Coloque dois dedos no canto da boca para ajudar a manter a vibração de lábio estável. Faça a vibração num volume baixo, como se estivesse conversando normalmente, sem gritar. Deslize do grave ao agudo, passando pela zona de transição entre voz de peito e voz de cabeça.
A instrução crucial aqui é manter a sensação de espaço interno e de laringe baixa enquanto sobe. A tendência é que a laringe suba junto com a nota. Resistir a isso, mesmo que parcialmente, é o treino.

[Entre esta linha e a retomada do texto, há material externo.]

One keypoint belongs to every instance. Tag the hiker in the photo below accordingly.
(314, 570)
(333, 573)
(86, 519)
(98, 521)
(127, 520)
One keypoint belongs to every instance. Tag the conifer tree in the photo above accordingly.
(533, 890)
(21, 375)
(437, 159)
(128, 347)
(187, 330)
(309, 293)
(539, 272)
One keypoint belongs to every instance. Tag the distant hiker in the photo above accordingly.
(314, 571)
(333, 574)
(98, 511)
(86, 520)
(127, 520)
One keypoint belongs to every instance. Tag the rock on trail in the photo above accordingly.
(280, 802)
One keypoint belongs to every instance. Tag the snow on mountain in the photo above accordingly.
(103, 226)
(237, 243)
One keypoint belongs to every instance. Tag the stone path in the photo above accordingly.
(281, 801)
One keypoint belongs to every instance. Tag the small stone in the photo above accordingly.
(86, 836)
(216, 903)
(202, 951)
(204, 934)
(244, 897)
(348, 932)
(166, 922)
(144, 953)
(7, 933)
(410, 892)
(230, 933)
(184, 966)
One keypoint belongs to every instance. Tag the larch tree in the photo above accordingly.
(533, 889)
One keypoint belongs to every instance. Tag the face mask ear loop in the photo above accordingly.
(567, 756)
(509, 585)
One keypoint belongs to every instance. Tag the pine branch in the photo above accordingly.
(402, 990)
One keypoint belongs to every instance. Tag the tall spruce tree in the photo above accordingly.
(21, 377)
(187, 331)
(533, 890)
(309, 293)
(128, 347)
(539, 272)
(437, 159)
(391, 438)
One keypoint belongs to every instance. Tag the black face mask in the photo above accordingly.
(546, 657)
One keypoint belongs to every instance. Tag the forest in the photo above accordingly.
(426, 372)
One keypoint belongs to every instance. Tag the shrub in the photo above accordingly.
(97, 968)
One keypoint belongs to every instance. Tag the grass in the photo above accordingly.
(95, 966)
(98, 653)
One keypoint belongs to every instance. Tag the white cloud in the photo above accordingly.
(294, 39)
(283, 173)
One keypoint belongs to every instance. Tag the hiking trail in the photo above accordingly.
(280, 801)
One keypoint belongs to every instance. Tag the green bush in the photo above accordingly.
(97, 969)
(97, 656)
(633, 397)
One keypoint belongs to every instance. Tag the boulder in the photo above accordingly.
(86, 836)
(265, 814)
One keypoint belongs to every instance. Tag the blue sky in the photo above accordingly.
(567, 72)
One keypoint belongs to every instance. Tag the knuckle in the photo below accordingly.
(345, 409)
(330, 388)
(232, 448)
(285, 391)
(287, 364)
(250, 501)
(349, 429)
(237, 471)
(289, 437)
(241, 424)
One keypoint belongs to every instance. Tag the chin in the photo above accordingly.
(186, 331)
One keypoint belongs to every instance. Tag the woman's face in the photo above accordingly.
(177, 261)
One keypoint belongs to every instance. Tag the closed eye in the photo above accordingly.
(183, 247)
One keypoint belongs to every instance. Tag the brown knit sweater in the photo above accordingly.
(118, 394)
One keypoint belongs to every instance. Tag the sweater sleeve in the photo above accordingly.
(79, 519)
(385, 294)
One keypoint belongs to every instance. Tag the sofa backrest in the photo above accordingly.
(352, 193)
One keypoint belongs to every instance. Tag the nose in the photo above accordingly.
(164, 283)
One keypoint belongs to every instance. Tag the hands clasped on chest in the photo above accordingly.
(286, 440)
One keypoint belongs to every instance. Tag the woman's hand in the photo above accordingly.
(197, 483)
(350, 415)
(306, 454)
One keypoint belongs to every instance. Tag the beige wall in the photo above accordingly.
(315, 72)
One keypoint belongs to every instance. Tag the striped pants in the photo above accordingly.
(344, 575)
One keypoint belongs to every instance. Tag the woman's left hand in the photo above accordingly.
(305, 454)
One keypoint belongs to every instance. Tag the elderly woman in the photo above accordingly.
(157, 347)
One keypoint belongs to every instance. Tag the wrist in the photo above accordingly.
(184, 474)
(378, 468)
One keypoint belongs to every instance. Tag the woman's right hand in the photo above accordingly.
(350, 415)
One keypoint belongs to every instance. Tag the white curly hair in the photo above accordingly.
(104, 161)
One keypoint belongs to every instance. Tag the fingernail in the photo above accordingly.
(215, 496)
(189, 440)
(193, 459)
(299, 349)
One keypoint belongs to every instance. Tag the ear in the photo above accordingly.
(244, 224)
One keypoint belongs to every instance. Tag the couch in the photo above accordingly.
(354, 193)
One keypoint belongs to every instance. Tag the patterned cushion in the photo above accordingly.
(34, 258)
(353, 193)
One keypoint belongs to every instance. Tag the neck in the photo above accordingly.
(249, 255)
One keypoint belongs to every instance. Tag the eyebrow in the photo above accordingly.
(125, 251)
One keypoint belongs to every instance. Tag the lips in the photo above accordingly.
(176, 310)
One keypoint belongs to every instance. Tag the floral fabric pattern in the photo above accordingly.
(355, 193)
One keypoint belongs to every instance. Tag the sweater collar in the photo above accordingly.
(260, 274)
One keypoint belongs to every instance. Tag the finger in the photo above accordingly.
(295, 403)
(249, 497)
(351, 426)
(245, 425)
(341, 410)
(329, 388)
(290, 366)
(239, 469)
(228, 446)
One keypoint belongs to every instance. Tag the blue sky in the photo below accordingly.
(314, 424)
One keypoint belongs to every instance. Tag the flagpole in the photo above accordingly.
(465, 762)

Faça três repetições. Duas sessões por dia durante quatro a cinco semanas. Para quem quer entender melhor como esse trabalho de espaço interno se relaciona com a voz presa na garganta, o texto com exercícios específicos para esse problema complementa bem o trabalho desta sequência.
O que não vai resolver
Empurrar mais volume não resolve voz presa. Cantar mais alto sem ter o espaço e o controle necessários só piora a tensão e acelera o cansaço.
Também não adianta tentar corrigir o problema no meio de uma apresentação. Esses exercícios são de treino. O resultado vem com a repetição ao longo de semanas, não numa única sessão de cinco minutos. Salve o exercício, faça com consistência, e o desconforto vai diminuindo na medida em que a musculatura aprende a configuração correta.